Another interest rate cut looks less likely after annual inflation unexpectedly jumped to 2.7 per cent, the highest level in two years.
The prospect of another interest rate cut just became more difficult after the inflation rate unexpectedly jumped to its highest level in two years.
However, economists do not expect the Reserve Bank of Australia (RBA) will be in any rush to lift the cash rate while faced with rising unemployment.
Other new data on Wednesday showed consumer confidence slipped to a six-month low, undermined by last week’s report showing a shock loss of 22,600 jobs in December.
The consumer price index jumped by 0.8 per cent in the December quarter, almost double the rate expected by economists.
This pushed the annual rate of inflation to 2.7 per cent from 2.2 per cent previously and into the top half of the RBA’s two to three per cent target band.
Treasurer Joe Hockey said Labor’s carbon tax was still having an impact on prices.
“Labor senators should stop standing in the way of cost-of-living relief for Australian families and vote to repeal the carbon tax when parliament resumes,” Mr Hockey said in a statement.

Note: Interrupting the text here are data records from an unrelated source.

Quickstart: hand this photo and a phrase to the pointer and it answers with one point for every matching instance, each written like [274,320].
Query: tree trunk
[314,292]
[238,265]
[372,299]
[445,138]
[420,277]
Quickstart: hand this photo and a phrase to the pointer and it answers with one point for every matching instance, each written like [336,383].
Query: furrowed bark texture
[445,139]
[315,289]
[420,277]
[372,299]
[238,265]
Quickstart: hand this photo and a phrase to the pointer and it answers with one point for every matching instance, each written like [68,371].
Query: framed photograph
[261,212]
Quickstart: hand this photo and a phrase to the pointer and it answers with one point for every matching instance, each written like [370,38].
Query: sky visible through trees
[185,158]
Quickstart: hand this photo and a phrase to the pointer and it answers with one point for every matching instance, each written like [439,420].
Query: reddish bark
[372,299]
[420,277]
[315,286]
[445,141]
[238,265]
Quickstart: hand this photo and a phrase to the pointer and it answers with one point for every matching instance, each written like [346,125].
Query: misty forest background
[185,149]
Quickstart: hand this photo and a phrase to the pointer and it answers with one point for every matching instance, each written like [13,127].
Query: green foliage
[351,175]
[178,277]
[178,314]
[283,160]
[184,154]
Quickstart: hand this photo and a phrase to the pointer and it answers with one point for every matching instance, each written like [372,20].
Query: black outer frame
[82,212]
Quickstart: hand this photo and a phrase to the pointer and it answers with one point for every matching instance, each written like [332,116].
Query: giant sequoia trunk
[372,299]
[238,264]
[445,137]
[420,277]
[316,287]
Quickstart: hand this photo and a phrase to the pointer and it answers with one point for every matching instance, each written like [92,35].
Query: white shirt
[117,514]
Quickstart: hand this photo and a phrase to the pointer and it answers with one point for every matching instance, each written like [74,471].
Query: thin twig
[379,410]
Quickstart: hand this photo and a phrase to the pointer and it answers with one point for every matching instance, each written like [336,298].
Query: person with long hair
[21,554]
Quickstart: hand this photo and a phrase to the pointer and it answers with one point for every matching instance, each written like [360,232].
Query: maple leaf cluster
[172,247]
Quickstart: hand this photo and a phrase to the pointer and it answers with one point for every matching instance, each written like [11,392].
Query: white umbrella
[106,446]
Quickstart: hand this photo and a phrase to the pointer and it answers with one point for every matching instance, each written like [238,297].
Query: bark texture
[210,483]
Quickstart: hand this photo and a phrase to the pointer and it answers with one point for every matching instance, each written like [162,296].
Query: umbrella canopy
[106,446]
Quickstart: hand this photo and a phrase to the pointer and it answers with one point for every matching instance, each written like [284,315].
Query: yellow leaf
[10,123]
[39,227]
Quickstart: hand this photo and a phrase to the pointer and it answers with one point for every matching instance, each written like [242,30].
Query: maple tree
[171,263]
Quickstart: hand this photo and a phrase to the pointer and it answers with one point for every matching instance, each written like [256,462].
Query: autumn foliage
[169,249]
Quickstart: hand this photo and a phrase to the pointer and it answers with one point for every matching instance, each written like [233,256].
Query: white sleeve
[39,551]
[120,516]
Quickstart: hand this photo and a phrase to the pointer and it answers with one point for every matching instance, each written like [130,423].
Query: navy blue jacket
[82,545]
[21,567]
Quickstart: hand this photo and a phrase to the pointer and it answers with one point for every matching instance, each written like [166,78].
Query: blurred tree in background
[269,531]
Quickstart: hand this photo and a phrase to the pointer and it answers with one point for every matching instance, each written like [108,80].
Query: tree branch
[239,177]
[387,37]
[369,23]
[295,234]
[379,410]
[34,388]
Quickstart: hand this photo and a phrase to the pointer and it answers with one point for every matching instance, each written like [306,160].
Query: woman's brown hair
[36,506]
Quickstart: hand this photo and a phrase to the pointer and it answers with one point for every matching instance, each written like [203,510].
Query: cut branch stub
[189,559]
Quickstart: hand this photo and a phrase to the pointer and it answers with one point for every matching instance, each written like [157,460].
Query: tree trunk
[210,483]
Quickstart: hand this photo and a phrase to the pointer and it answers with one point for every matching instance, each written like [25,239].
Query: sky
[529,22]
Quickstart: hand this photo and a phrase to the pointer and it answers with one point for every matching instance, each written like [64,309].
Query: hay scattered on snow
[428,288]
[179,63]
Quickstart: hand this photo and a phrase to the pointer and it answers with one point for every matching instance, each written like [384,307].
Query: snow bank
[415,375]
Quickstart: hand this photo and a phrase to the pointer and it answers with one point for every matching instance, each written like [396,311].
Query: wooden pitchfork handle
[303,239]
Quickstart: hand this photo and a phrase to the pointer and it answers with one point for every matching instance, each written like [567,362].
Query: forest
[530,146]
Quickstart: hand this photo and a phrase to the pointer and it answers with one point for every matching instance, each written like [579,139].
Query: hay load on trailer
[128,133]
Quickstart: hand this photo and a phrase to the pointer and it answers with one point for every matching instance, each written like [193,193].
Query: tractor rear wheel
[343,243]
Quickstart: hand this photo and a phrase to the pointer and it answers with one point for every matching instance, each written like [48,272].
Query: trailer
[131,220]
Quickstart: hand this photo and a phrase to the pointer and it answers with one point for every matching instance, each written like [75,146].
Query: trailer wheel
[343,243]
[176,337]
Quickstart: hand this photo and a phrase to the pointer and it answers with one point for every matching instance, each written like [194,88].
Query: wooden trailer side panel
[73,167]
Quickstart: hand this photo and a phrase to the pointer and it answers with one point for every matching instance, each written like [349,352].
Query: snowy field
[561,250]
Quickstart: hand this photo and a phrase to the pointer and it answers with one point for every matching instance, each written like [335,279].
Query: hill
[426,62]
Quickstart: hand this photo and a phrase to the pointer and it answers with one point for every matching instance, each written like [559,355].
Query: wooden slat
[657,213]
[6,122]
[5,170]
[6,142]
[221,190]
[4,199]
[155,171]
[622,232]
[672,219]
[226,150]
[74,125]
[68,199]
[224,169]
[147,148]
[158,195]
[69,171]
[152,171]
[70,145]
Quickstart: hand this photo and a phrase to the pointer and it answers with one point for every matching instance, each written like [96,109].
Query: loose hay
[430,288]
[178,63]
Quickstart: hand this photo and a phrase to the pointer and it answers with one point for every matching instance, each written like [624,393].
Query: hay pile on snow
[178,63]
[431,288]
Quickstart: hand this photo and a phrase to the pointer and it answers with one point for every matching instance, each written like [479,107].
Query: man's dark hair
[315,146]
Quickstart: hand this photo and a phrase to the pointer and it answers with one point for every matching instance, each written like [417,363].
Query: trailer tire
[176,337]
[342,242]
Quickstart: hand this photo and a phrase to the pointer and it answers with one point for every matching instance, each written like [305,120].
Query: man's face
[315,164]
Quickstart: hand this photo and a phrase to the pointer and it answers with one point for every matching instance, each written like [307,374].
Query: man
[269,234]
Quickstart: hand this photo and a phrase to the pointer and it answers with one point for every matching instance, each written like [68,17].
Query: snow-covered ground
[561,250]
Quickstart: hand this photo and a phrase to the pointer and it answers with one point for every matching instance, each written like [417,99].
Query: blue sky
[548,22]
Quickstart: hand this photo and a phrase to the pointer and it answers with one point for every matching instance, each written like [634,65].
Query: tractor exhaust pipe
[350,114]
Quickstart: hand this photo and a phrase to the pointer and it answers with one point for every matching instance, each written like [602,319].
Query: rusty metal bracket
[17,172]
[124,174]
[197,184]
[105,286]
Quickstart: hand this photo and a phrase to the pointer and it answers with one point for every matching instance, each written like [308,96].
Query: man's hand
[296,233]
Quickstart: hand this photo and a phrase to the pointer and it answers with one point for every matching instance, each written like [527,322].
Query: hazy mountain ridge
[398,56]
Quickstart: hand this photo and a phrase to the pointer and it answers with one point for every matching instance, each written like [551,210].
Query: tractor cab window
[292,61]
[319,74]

But shadow treasurer Chris Bowen said the government had no economic plan to reduce cost-of-living pressures.
“A return to higher interest rates would squeeze family budgets and increase mortgage stress,” Mr Bowen said in a statement.

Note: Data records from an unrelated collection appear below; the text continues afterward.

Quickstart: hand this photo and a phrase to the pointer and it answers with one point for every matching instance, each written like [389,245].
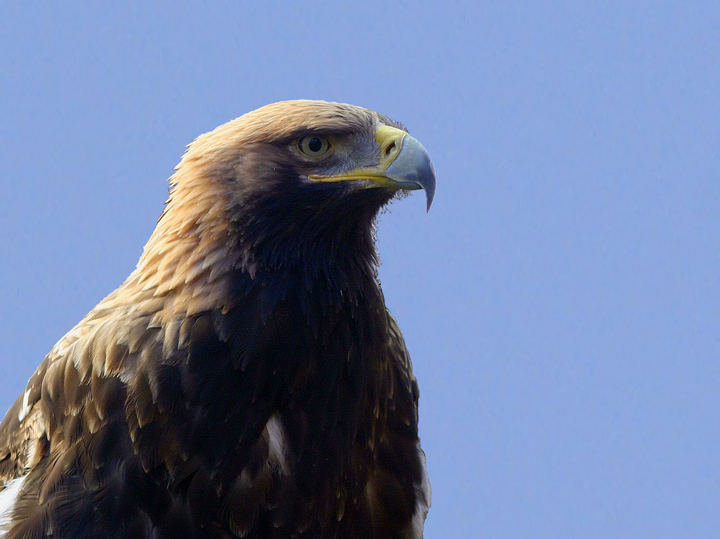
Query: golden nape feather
[247,379]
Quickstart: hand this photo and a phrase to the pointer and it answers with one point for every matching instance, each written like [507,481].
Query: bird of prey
[247,379]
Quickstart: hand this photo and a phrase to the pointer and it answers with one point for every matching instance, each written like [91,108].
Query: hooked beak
[404,164]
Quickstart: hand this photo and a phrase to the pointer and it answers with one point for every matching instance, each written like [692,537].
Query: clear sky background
[560,301]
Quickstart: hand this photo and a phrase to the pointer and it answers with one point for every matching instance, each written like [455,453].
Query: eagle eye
[313,146]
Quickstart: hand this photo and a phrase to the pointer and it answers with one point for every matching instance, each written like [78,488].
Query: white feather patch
[276,445]
[424,498]
[25,410]
[8,496]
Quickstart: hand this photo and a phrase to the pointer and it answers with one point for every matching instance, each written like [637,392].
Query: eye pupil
[315,145]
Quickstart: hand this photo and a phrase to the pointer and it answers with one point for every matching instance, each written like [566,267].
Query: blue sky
[560,301]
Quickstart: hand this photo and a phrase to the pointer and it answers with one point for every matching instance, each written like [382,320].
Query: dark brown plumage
[247,379]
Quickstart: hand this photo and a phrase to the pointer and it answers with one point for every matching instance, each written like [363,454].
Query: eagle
[247,379]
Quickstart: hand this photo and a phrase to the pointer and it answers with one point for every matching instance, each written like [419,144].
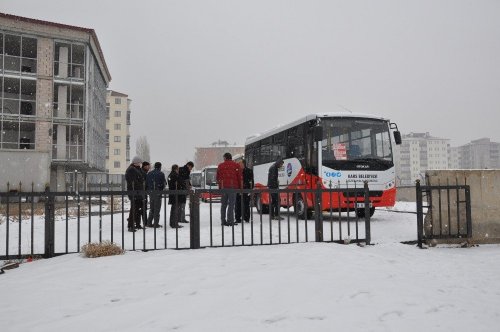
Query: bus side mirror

The Australian Bureau of Statistics recorded strong price rises for fruit and vegetables, domestic and international holiday travel, and tobacco.

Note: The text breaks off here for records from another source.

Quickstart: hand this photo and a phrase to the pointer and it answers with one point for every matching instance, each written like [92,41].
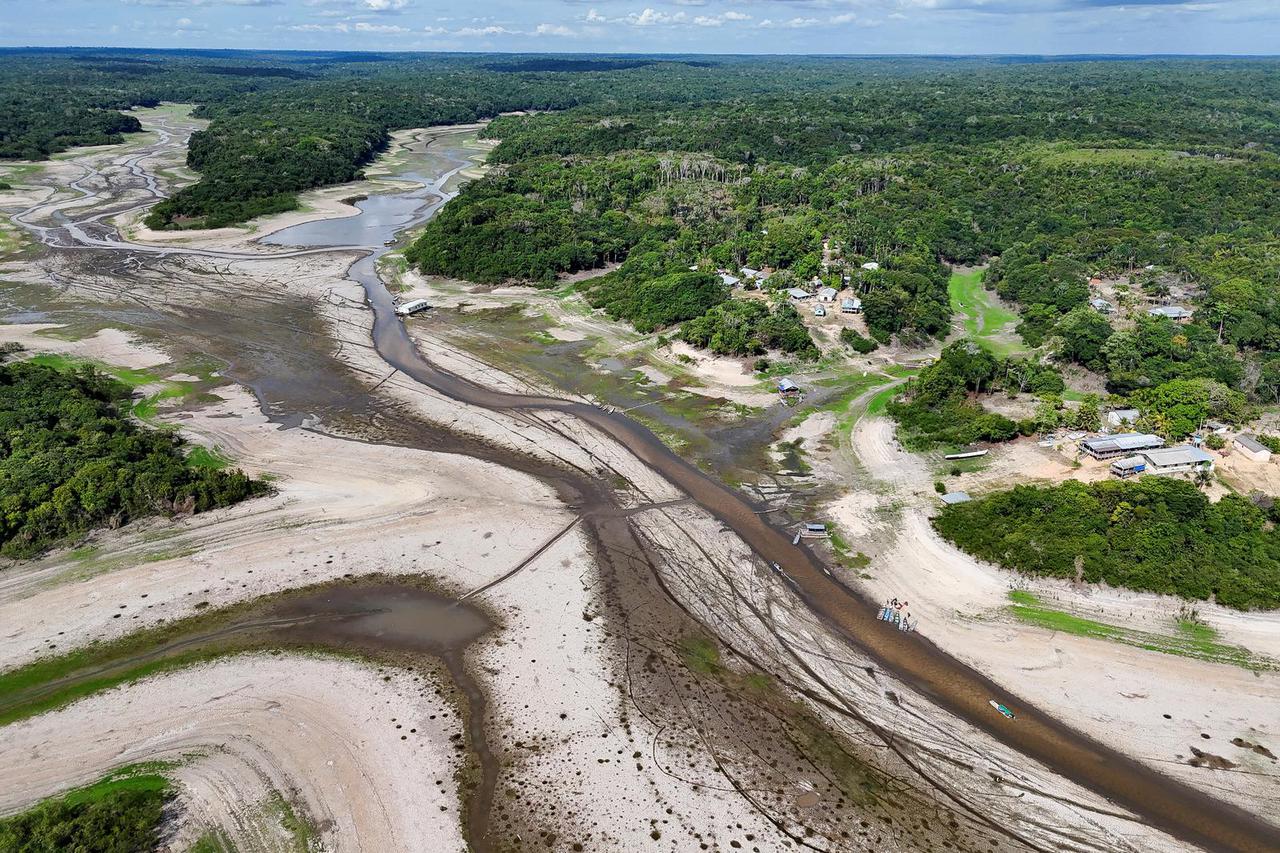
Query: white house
[1251,447]
[1176,460]
[1175,313]
[1123,418]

Falling petrol prices partly offset these increases.
Underlying measures of inflation, which the central bank watches more closely for interest rate decisions, spiked by 0.9 per cent on average in the December quarter to 2.6 per cent annually.
“With inflation past its trough, we remain of the view that the RBA is unlikely to cut rates further and that hikes may be needed later this year,” HSBC Australia and New Zealand chief economist Paul Bloxham said in a note to clients.
However, other economists, such as Westpac chief economist Bill Evans, are not convinced the RBA is finished lowering the cash rate.
“Households are losing a little confidence, the labour market remains very difficult and the confidence boost around housing may be peaking,” Mr Evans said.
“(It) is all consistent with the eventual need for further relief.”
Mr Evans was releasing the latest Westpac-Melbourne Institute consumer sentiment index, which fell by 1.7 per cent in January, and stands at its lowest level since July and 6.6 per cent down since the September federal election.
But even without the latest data, Mr Evans was certain the RBA would hold rates steady at its first board meeting of the year on February 4 “amidst improving optimism around the world economy”.
The International Monetary Fund has made a modest upgrade to its global growth forecast in an update of its World Economic Outlook.
It now expects growth of 3.7 per cent this year, up from 3.0 per cent in 2013.
Mr Hockey described the report as “cautiously encouraging”.